Small Business Brings Tasty Pastry to Kosovo

USAID helps woman entrepreneur from north Mitrovica/ë start her own business
Snežana Nestorović, owner of north Mitrovica/ë-based bakery “Dunja," proudly shows off the delicious chimney cakes produced with new equipment.
USAID Community Action Initiative Program
Popular cake can be produced on-site at fairs, other events
“I enjoy being an entrepreneur, even though it’s hard work and requires constant dedication and commitment. However, it would have been hard for me to get here without USAID's support.”

The origin of the chimney cake goes back hundreds of years, but it's commonly believed that this delicacy comes from Hungary, where they are served at weddings and christenings. Today, it is one of the most popular delicacies in Eastern Europe, and recently, this open, crispy cylinder rolled in toppings such as sugar and hazelnuts has gone global, becoming an in-demand street food.

Given that no one produced this tasty pastry in northern Kosovo, Snežana Nestorović, a woman entrepreneur from north Mitrovica/ë, thought it would be a good business move to start its production. However, she needed more than just a great idea.

“I did research on the Internet to learn about chimney cake production, assessed its market potential, and then I approached USAID’s Community Action Initiative Program because I didn’t have enough money to purchase all the necessary equipment,” explains Nestorović, a single mom and the sole breadwinner for her family.

Today, Nestorović is the owner of a small company, “Dunja”, and runs a popular chimney cake bakery in downtown north Mitrovica/ë, the most frequented location in the vicinity of the University of Prishtina, Mitrovica campus, employing two workers in sales and production.

“I enjoy being an entrepreneur, even though it’s hard work and requires constant dedication and commitment. However, it would have been hard for me to get here without USAID's support,” she says.

Just one month after she started production in November 2013, Nestorović’s small business has already proved profitable, yielding $400 in profits.
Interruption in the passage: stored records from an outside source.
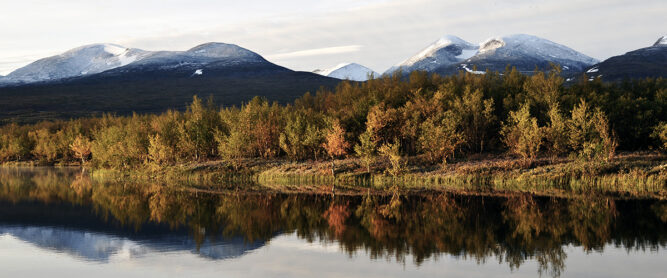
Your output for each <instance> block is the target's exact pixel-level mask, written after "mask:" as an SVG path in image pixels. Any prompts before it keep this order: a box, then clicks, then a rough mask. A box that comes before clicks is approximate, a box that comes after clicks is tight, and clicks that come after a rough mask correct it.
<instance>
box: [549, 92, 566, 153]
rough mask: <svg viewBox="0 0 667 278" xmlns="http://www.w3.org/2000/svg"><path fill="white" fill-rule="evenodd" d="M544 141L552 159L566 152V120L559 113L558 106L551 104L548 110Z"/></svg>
mask: <svg viewBox="0 0 667 278" xmlns="http://www.w3.org/2000/svg"><path fill="white" fill-rule="evenodd" d="M544 139H545V141H546V149H547V152H548V153H549V154H550V155H551V156H552V157H557V156H559V155H563V154H565V153H566V152H567V150H568V139H569V134H568V129H567V120H566V119H565V118H564V117H563V115H562V114H561V113H560V109H559V108H558V104H557V103H556V104H553V105H552V106H551V108H550V109H549V122H548V123H547V126H546V127H544Z"/></svg>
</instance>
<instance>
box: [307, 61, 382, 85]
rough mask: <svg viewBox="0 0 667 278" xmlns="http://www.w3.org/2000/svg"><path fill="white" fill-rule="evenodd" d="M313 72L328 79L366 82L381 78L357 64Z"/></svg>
mask: <svg viewBox="0 0 667 278" xmlns="http://www.w3.org/2000/svg"><path fill="white" fill-rule="evenodd" d="M313 72H314V73H317V74H320V75H324V76H328V77H333V78H338V79H346V80H352V81H366V80H368V79H369V78H371V77H379V76H380V74H379V73H377V72H375V71H374V70H372V69H369V68H367V67H364V66H362V65H359V64H357V63H342V64H338V65H336V66H335V67H332V68H328V69H324V70H315V71H313Z"/></svg>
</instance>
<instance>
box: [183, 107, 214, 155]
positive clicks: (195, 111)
mask: <svg viewBox="0 0 667 278" xmlns="http://www.w3.org/2000/svg"><path fill="white" fill-rule="evenodd" d="M219 126H220V119H219V118H218V114H217V112H216V111H215V106H214V104H213V100H212V99H210V98H209V101H208V102H207V104H206V105H204V103H203V102H202V101H201V99H199V98H198V97H197V96H194V98H193V100H192V104H190V106H188V109H187V111H186V112H185V120H184V121H182V122H181V123H180V125H178V130H179V133H180V138H179V139H180V140H179V147H180V149H181V153H182V154H183V155H185V156H186V157H190V158H193V159H194V160H200V159H202V158H206V157H209V156H213V155H215V151H216V144H215V140H214V138H213V136H214V133H215V130H216V128H219Z"/></svg>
“I am planning to expand my business to another selling point in north Mitrovica/ë, as well as to Zubin Potok and Leposavić/q, and hopefully in south Mitrovica/ë. Also, this equipment can be easily transported to different locations such as fairs and various celebrations where this kind of pastry is in demand,” says Nestorović. In addition to a $10,000 grant from USAID, she invested around $2,700 of her own to renovate sales premises.

USAID's Community Action Initiative Program runs from July 2010 to July 2014. It supports community development and infrastructure rehabilitation in 40 Kosovo communities, builds strong civil society organizations, and improves economic and employment opportunities.